This is where I vent.
I love my job and I want you to love coming in to
the store! We always have a positive attitude at Haute Mama. So I don't want anyone to get negative vibes from
this page, but there are a few things you need to know about buying cheap clothes.
I spend a lot of time picking out every single piece of clothing you see in Haute Mama because I want you to have the most
stylish, well-made, figure-flattering pieces available. I'd be embarrassed to
sell anything else.
Thinking about visiting a discount department store? If
you don't shop for clothing there when your NOT pregnant, why would you start shopping there when you ARE pregnant?

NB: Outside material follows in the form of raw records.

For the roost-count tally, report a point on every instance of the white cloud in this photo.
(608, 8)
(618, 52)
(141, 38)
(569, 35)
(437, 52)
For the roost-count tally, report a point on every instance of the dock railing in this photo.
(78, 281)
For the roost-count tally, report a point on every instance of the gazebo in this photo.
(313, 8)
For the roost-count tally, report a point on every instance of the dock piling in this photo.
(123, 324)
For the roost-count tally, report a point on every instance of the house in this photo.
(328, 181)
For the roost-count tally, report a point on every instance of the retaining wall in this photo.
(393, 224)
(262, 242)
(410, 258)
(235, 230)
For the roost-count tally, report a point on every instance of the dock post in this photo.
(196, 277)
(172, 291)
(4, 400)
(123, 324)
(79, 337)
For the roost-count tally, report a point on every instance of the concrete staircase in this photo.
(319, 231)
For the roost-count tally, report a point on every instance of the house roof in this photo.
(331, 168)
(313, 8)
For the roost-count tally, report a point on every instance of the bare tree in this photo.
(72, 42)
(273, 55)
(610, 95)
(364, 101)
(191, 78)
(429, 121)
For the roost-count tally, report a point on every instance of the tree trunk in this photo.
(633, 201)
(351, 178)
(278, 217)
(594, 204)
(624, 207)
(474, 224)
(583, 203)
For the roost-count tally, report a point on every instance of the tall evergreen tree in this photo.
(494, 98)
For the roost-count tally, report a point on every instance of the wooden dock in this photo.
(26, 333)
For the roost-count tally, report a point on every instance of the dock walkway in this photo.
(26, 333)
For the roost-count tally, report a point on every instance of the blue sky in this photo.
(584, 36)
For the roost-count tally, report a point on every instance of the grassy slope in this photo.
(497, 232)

Because you're only pregant for a few months? Bull-oney. You'll wear your maternity clothes
every day for about a year, and who wants to spend even one month looking frumpy in dime-store clothes or worse; ill-fitting,
too-tight pre-pregnancy clothes that mash the baby? Go in and pick up some shampoo and a DVD and a new set of bicycle
tires and stay out of the clothing department! You are not a 6 year old who neeeeeeeds a Hannah Montana outfit!
You are a grown woman who neeeeeds to look good!

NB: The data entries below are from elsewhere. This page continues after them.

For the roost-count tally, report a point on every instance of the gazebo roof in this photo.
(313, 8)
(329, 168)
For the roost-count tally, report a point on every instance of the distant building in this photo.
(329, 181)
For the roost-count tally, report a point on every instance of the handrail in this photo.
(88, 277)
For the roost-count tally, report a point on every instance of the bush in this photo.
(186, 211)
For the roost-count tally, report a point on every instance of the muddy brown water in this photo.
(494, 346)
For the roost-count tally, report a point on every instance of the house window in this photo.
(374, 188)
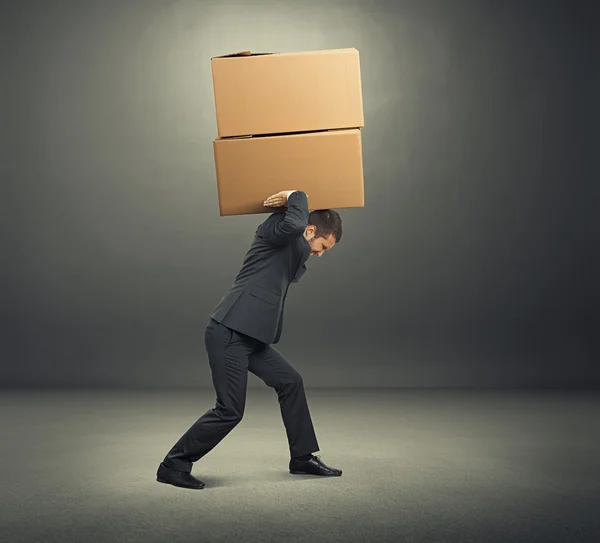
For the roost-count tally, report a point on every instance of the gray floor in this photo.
(419, 465)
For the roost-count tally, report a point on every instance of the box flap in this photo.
(243, 54)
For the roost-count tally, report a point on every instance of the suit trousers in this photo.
(231, 355)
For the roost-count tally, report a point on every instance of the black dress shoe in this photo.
(313, 466)
(177, 478)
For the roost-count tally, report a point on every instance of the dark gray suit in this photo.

1. Shirts with elastic in the back.
if the elastic hits you at your bra line, the rest of the fabric will fall straight away from the small of your back and add
about 15 lbs. to your figure, mostly in the back. So you look like you have terrible posture and
bad taste in clothing.
2. A tie in the back is only good if it's there for decoration. If it's required to make the garment
fit, then toss the garment. There should not be any excess fabric in the back, only in the front.

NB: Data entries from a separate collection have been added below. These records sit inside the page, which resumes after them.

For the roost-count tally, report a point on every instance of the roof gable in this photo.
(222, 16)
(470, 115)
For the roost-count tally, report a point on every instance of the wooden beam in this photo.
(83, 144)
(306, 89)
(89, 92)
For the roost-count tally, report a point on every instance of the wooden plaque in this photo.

And if the tie is too high, you get the same 15 lb. effect outined above. If I see one more pretty girl in a cheap cotton
shirt with a stringy little cheap tie that accents her bra line, I'm getting out my scissors. There is a
HUGE difference in a tie and a sash. A sash is long, the designer didn't scrimp on the fabric, it's beautiful
and feminine and it's there for form, not function. A sash should have ends 4-5 times longer than the loops of
the bow and it should be wide and pretty. Ever seen a roast beef tied up with string? Allrighty then.
3. Jeans.
When you walk toward someone, they are looking at your face. When you walk away, if they have good manners, they're
looking anywhere but at your behind. But if you are begging them to look at your behind by wearing pants that
fit fine when you are sitting down, but look like you still sitting down when you are standing up, we can change all that.
4. If you were NOT pregnant, would you be wearing those overalls? Then please, for the love of everything
holy, take them off. Or just prepare to hear the words "Yee-haw!" a lot.